I woke up early, as usual, and while my daughter slept, I walked down W. 10th St. to the river. Social distancing? I never came within 15 feet of anyone. The Hudson Greenway was nearly empty and it took only a little street ballet to veer well clear of fellow walkers on the way there and back. It was cold, drizzling, I had neither umbrella nor raincoat, but, amidst my melancholy, I was grateful to be where I was. As I walked from Tenth down to a bit below Canal, Jersey City flickered through the mist and the towers of lower Manhattan loomed ahead. My ramble back along Morton, Commerce, Bedford, and Grove presented a very different cityscape, with some trees already bursting into bloom. I know few spots that move me so much or provide so much joy.

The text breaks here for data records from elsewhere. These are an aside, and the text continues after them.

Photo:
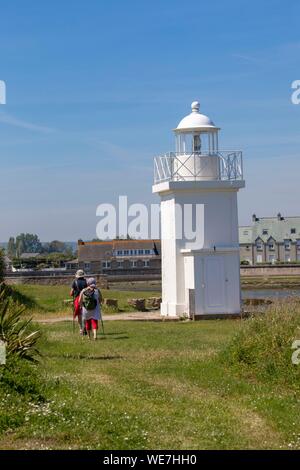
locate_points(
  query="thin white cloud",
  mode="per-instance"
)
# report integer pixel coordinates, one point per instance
(15, 122)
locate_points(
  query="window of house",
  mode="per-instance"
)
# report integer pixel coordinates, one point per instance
(259, 245)
(105, 264)
(272, 259)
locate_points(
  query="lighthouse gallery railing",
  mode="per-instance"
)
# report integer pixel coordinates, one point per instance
(185, 167)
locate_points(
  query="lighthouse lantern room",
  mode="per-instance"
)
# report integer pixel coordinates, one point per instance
(198, 186)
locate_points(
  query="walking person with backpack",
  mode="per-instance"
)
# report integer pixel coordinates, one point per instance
(90, 301)
(77, 286)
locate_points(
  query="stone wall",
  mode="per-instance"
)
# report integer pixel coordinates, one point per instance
(276, 270)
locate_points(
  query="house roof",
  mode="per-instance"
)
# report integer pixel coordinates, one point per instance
(278, 228)
(30, 255)
(95, 251)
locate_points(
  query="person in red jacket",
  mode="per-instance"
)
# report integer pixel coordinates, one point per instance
(78, 285)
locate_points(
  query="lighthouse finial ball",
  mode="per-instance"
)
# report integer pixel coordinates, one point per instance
(195, 106)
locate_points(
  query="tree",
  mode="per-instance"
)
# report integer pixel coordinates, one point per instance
(11, 248)
(28, 243)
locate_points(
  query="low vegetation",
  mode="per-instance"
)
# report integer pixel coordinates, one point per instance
(217, 384)
(262, 347)
(45, 300)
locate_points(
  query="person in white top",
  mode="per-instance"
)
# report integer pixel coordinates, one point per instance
(90, 301)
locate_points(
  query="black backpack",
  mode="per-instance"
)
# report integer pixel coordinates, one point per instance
(89, 300)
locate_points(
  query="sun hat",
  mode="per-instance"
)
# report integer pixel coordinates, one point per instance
(91, 281)
(79, 273)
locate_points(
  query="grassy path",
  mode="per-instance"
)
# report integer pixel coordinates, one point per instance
(151, 385)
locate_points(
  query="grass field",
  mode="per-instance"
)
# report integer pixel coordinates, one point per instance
(145, 385)
(149, 385)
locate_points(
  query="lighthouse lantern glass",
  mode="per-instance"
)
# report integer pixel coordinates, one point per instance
(200, 142)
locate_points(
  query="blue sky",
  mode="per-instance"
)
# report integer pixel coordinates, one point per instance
(95, 87)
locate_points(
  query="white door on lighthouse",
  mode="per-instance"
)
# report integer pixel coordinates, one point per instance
(215, 284)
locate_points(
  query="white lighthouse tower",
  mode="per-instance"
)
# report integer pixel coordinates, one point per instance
(198, 186)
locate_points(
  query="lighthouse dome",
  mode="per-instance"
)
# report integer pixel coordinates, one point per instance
(196, 121)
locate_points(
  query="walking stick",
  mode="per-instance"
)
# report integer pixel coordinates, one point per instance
(102, 325)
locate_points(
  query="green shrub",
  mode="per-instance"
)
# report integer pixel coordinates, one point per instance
(263, 344)
(14, 331)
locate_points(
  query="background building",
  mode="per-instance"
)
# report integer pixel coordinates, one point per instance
(270, 240)
(120, 257)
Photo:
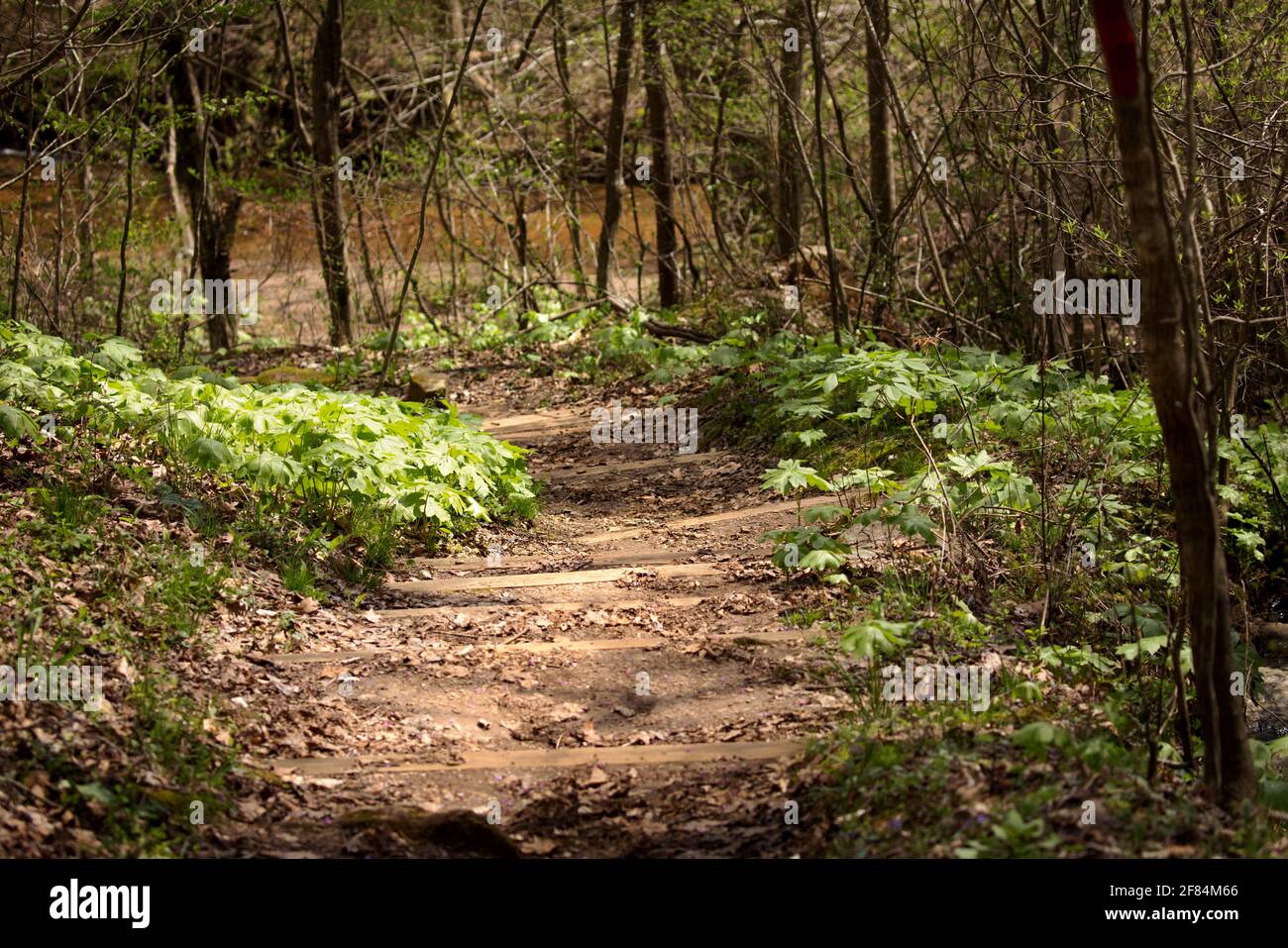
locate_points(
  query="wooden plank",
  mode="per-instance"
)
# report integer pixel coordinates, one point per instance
(463, 583)
(743, 514)
(553, 605)
(610, 558)
(578, 471)
(317, 657)
(768, 638)
(645, 642)
(536, 417)
(631, 755)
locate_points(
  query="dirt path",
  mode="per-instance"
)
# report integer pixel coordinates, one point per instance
(619, 682)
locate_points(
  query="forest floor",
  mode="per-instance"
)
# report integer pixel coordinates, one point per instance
(618, 682)
(626, 675)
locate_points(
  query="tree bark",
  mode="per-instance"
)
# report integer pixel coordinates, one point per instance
(660, 174)
(613, 181)
(880, 174)
(213, 224)
(1171, 353)
(327, 55)
(787, 220)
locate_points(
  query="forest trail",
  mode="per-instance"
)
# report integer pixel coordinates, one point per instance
(619, 682)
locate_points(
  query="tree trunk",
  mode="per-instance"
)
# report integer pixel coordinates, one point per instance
(327, 53)
(660, 174)
(1171, 351)
(213, 224)
(613, 181)
(880, 175)
(787, 219)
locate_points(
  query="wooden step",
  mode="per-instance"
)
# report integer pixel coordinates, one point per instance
(553, 605)
(767, 638)
(462, 583)
(665, 464)
(728, 515)
(610, 558)
(631, 755)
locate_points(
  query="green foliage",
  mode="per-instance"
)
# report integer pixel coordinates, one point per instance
(421, 466)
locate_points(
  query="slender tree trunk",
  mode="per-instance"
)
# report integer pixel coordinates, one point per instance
(213, 224)
(836, 292)
(613, 183)
(327, 65)
(571, 161)
(1171, 353)
(660, 174)
(787, 219)
(880, 172)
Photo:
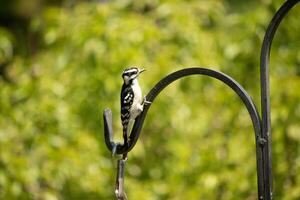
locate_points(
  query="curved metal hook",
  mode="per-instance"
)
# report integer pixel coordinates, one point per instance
(239, 90)
(265, 90)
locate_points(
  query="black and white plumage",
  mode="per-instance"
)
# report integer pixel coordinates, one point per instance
(131, 98)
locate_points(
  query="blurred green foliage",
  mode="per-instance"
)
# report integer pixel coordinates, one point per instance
(61, 64)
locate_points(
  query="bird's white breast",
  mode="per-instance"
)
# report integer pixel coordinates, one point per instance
(137, 100)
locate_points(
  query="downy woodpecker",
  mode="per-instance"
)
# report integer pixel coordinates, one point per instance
(131, 99)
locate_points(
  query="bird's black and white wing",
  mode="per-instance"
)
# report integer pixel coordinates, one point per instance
(127, 96)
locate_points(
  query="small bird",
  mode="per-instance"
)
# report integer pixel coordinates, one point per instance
(131, 99)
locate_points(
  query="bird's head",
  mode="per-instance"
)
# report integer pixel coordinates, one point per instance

A displaced urbanite who has made a (good) life in rural New England, I spent my walk thinking about this city I love (one of three that has my heart, and maybe the one with the strongest claim, now) and also about urbanism and urbanity. My mind went to Delany’s Times Square Red, Times Square Blue, a book I have taught for years, not only for its ode to a vanished or perhaps vanquished neighborhood scene, a lost form of sociality and sexual encounter, but for his theorization of “contact” amidst and through social heterogeneity. His concept is an idealization, perhaps (think of the current demography of the streets I just named), but one that can shape, and enhance, a life. For the moment, we all must minimize many forms of contact, of course. Communities like ours on this platform also hope the current plague will be a wake-up call, that as a society we will finally confront problems long disavowed. But surely urbanity, and all that is most vibrant in it must return. And perhaps a reckoning with what’s been disavowed could make the return more democratic and egalitarian? I have read in the press some speculations on and intimations of urbanity’s passing or obsolescence. The comments make me not only anxious but suspicious. Like the racism and xenophobia with which it freely intermingles, the anti-urban impulse has always coursed through American society. Maybe we need a petition defending the ideal of rights to the city, just as we need one the one currently seeking to preserve a free and fair fall election.

Soon, as I drive under the river through the Holland Tunnel, which I imagine will be less clogged with traffic than on any of my previous trips, I know I’ll be wondering when I’ll be back. I fear not for a long time, perhaps longer than seemed possible to me only a week ago. But if I’m alive and mobile, I will be here when the streets return to life.